Madurai has become a big commercial centre in the south. It is famous for its textile industry, which is growing in stature with time. The city contributes immensely to the textile wealth of the county. The textile industry still uses its ancient techniques of weaving. The textile from the region is exported to all over the world. There is a vast variety offered by Madurai in both the textile material as well as the weaving techniques. There are a number of other small industries that contribute to the arts and crafts of the city apart from textiles.
Cement Sculpting is the process of making sculptures using cement as the base material. Cement is an important ingredient in a finished product called concrete. Concrete is a mixture of cement; a binder such as stone, sand or gravel and water. Mixture of all these ingredients sets a chemical process called hydration into motion. When first mixed, concrete has a heavy paste-like consistency, but thanks to hydration, it gradually becomes extremely hard, even though it should be kept damp as it hardens. When it is finished, it is impervious to water. Cast concrete is sometimes also called “cast stone”.
Concrete is versatile and one should be skilled to know how to work with it. It is also easy to experiment with because the raw materials are available at any hardware or building supply store. When it is in a semi-liquid form or uncured, concrete is heavy and viscous, not easy material to handle. At this point, depending on how one want to use it, they can add substances to it that will slow the drying rate or speed it up, or make the wet concrete flow more freely. It all depends on how one want to use it to make art. It can be cast into a mold, a hollow form made of plaster, aluminum or latex into which uncured concrete is poured. The inner surface of the mold is coated with a substance like shellac to ensure that the concrete does not stick to it. The concrete cures until it has hardened and then it is removed from the mold.

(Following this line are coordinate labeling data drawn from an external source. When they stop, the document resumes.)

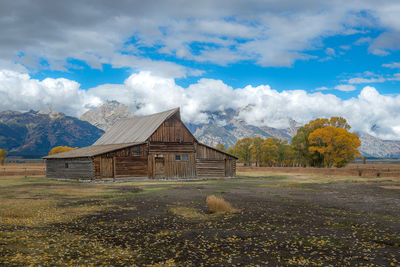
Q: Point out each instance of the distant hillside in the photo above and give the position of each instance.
(33, 134)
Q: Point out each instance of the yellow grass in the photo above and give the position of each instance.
(291, 176)
(37, 212)
(187, 213)
(393, 187)
(219, 205)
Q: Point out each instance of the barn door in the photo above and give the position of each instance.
(106, 168)
(228, 168)
(159, 167)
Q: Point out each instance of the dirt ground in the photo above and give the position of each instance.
(22, 169)
(283, 219)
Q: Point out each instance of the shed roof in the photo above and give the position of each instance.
(90, 151)
(136, 129)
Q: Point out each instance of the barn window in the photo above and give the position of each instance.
(136, 151)
(180, 157)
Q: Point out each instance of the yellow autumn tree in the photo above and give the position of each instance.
(60, 149)
(3, 155)
(256, 149)
(336, 146)
(242, 150)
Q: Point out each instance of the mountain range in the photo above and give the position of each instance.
(226, 127)
(34, 133)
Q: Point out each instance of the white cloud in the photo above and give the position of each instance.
(330, 51)
(366, 80)
(270, 33)
(345, 87)
(146, 93)
(393, 65)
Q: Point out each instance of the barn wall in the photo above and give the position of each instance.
(213, 163)
(75, 168)
(172, 130)
(126, 162)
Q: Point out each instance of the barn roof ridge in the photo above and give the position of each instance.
(90, 151)
(136, 129)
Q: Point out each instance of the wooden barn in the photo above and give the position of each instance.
(157, 146)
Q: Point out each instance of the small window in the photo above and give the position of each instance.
(136, 150)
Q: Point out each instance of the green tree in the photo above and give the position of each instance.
(3, 155)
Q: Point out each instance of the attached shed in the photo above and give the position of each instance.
(154, 146)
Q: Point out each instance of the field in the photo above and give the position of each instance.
(282, 218)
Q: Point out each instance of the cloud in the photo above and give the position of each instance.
(269, 33)
(330, 51)
(393, 65)
(368, 80)
(374, 78)
(19, 92)
(345, 87)
(146, 93)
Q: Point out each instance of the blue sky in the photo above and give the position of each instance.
(274, 60)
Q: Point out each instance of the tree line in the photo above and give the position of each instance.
(320, 143)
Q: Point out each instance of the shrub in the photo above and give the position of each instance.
(219, 205)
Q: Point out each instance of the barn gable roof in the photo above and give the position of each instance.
(136, 129)
(90, 151)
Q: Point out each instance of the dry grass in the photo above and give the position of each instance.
(376, 170)
(30, 169)
(187, 213)
(36, 212)
(393, 187)
(219, 205)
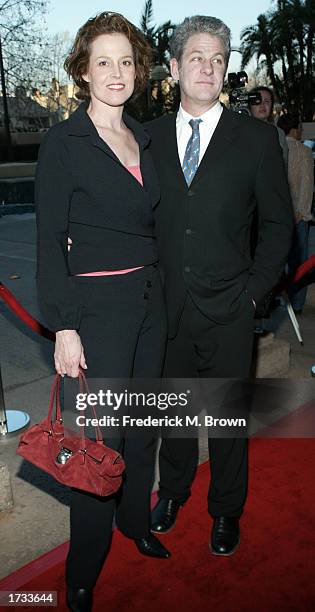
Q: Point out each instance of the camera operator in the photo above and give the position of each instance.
(300, 175)
(264, 110)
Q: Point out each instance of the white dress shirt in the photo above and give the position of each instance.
(209, 122)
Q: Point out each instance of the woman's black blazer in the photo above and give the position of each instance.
(83, 191)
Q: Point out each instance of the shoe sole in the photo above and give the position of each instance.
(165, 531)
(214, 552)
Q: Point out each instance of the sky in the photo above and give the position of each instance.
(69, 15)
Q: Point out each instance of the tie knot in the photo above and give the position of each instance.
(194, 124)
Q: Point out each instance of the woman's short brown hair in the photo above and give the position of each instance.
(76, 64)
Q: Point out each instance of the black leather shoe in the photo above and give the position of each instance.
(163, 516)
(79, 600)
(225, 536)
(152, 547)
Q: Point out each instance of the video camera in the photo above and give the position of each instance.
(239, 99)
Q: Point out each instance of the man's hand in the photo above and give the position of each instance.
(69, 354)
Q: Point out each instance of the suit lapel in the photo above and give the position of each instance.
(170, 150)
(221, 139)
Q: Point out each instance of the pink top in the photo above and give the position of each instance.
(136, 172)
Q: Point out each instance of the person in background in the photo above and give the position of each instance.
(264, 111)
(96, 183)
(301, 181)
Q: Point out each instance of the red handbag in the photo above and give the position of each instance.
(71, 459)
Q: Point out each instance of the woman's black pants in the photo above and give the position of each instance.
(123, 331)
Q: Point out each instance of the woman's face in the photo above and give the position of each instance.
(111, 70)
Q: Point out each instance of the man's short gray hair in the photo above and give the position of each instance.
(199, 24)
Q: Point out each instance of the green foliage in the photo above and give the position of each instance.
(283, 42)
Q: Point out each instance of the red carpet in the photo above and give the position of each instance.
(273, 568)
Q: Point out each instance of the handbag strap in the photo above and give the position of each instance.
(83, 386)
(55, 399)
(55, 395)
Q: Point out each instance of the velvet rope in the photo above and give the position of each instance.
(23, 315)
(303, 270)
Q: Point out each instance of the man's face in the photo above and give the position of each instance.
(262, 110)
(200, 71)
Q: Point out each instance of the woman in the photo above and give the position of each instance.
(96, 183)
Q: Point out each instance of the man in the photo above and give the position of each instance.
(214, 167)
(301, 182)
(264, 112)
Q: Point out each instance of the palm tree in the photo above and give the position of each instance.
(157, 36)
(285, 38)
(257, 42)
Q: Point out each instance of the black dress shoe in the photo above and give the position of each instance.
(164, 515)
(152, 547)
(79, 600)
(225, 536)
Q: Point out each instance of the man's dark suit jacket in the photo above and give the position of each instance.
(203, 231)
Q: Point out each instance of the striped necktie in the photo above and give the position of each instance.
(191, 157)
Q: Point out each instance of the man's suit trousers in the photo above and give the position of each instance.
(205, 349)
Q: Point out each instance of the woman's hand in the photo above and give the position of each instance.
(69, 354)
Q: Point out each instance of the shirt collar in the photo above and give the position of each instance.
(209, 117)
(80, 124)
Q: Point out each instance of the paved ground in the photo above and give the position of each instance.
(39, 520)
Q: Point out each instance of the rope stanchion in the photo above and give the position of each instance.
(13, 422)
(22, 314)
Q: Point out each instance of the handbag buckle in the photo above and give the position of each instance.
(64, 455)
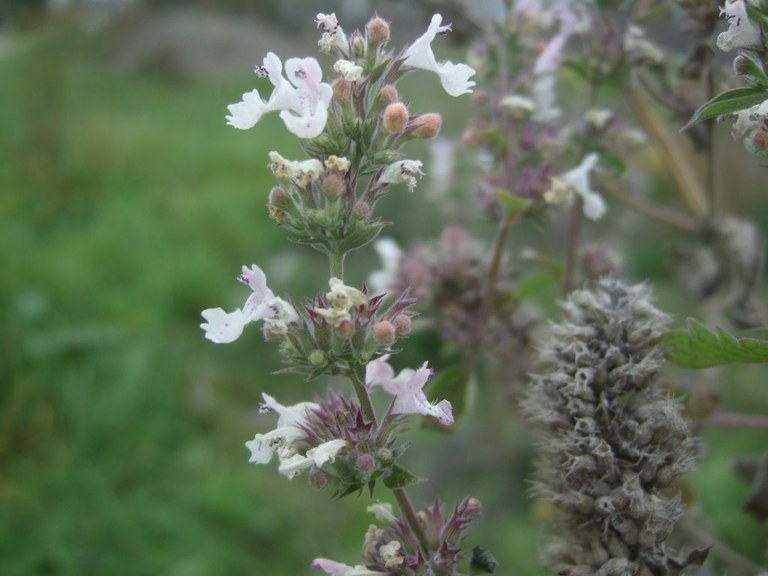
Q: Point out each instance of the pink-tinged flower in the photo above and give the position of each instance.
(338, 569)
(455, 78)
(742, 32)
(406, 387)
(302, 99)
(223, 327)
(576, 181)
(403, 172)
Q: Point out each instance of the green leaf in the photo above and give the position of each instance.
(399, 477)
(449, 384)
(512, 204)
(533, 284)
(728, 102)
(482, 562)
(700, 347)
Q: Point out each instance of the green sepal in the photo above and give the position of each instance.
(700, 347)
(728, 102)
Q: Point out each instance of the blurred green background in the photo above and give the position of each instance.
(126, 207)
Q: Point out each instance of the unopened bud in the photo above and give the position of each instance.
(395, 117)
(402, 323)
(318, 478)
(385, 456)
(387, 95)
(345, 329)
(427, 125)
(361, 210)
(365, 463)
(384, 333)
(377, 30)
(333, 186)
(341, 89)
(316, 358)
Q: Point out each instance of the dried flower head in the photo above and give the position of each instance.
(612, 441)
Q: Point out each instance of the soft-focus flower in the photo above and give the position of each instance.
(301, 172)
(223, 327)
(742, 32)
(455, 78)
(302, 99)
(406, 387)
(576, 181)
(338, 569)
(403, 171)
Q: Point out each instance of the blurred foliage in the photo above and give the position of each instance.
(128, 206)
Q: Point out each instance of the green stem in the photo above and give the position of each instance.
(361, 392)
(413, 521)
(337, 265)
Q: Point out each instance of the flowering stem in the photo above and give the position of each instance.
(673, 157)
(337, 264)
(361, 392)
(413, 521)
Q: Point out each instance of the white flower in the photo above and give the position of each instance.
(389, 254)
(390, 554)
(342, 297)
(455, 78)
(742, 32)
(576, 181)
(338, 569)
(302, 99)
(333, 36)
(406, 387)
(402, 171)
(301, 172)
(348, 70)
(223, 327)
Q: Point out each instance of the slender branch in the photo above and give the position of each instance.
(676, 161)
(574, 227)
(413, 521)
(731, 420)
(491, 283)
(654, 211)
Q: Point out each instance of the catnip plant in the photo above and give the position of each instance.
(614, 438)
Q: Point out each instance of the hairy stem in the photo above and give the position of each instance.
(574, 226)
(413, 521)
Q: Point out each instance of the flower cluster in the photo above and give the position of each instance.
(352, 128)
(393, 549)
(613, 441)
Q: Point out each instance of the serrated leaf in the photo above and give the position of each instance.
(400, 477)
(728, 102)
(700, 347)
(512, 204)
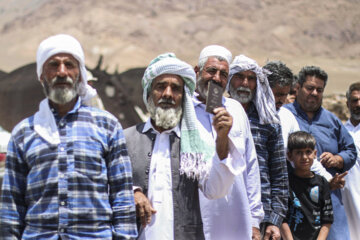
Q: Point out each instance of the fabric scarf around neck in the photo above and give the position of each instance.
(194, 153)
(263, 100)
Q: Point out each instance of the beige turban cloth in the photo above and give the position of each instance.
(264, 98)
(215, 50)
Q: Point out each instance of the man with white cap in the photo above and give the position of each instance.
(170, 158)
(95, 101)
(238, 214)
(68, 175)
(248, 85)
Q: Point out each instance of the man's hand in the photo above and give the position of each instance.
(329, 160)
(272, 232)
(222, 122)
(256, 234)
(338, 181)
(144, 209)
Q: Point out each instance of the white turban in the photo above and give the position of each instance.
(44, 121)
(264, 98)
(215, 50)
(194, 152)
(63, 43)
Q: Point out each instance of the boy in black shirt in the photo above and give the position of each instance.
(310, 212)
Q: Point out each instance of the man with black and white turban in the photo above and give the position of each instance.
(248, 85)
(170, 158)
(67, 174)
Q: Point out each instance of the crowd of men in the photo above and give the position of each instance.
(188, 172)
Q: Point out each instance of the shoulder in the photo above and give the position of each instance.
(23, 127)
(290, 107)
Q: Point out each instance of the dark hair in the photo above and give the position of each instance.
(312, 71)
(353, 87)
(280, 74)
(301, 139)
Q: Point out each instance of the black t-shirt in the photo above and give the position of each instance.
(309, 206)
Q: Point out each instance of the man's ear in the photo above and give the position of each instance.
(41, 78)
(197, 70)
(289, 155)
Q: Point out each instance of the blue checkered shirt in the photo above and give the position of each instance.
(79, 189)
(273, 169)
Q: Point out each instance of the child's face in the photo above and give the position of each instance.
(302, 158)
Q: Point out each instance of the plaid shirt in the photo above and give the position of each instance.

Another, more complicated method is to use armature, or skeletal form, t o support the concrete. Here, the armature is made first, using materials like wire, wood, metal or bricks. Then the basic form is filled out using a lightweight substance like styrene, and surrounded with another outer shell of metal wire. It is only at this point that the concrete is parged, or continuously poured and pushed into place by hand to cover the underlying form. A finished work can sometimes require layers of concrete and wire support.